As I said before, and I'll say again, if people are religious, fine, have at it, but my criticism comes in when they are of a certain faith just because of tradition and not because of any critical thinking, including the consideration of other faiths. There are a number of major religions with key differences. I do count it as a knock against someone if they put more thought into which car to buy than into which religion to practice.
I do also count it as a knock against someone if they use religion to justify bad behavior, as many do with homosexuality. The Christian Bible is routinely cited as a justification for homophobic behavior/views. Some who promote their faith the most vigorously are those who act most inconsistently with that faith. Look at Mutt. He is a professed Christian, but do you think Jesus would look kindly upon Mutt calling women "whores" and "bitches" and some of the other vitriolic things he has said? Does your God tell you that wishing cancer and car accidents on someone is consistent with his teachings? If so, I would like to see your copy of the Bible.

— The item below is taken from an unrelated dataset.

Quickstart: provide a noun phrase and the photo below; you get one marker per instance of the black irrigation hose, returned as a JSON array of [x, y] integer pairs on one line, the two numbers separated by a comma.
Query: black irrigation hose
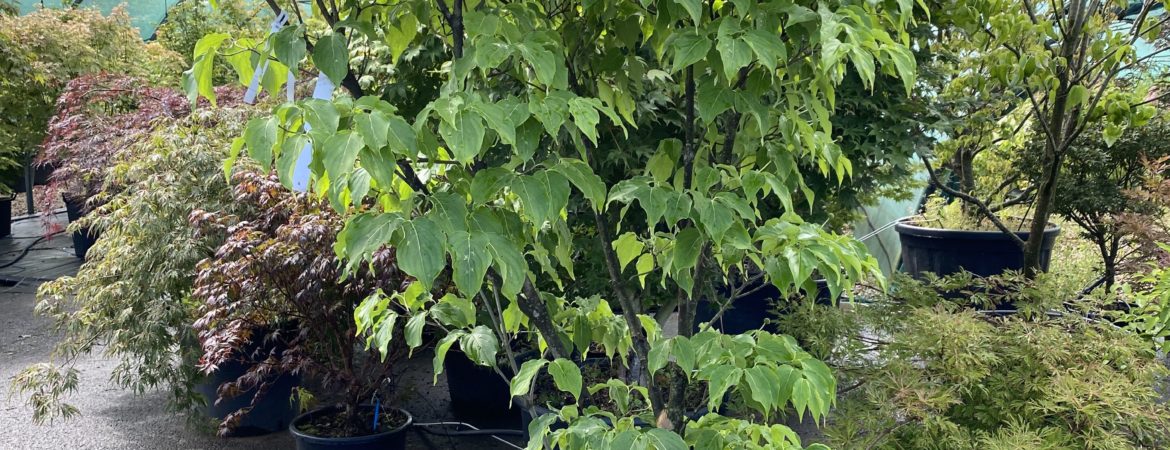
[[473, 431], [23, 253]]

In CA we received confirmation during our sophomore year of high school. I told my parents after freshman year that I didn't want to be confirmed because I thought that the program was focusing too much on money and not enough on the meaning of confirmation and how the teachings of the church affect us as adults. My parents did not make me go to classes once I explained how I came to my decision and my concerns with the church. I still attended the Catholic HS and sang in the folk group at mass (I was even a paid soloist at weddings), but I did not want to be a hypocrite.
I love that my parents raised me to ask questions and make my own decisions. I have made plenty of mistakes, but I own them. I wish more parents would encourage their children to do the same.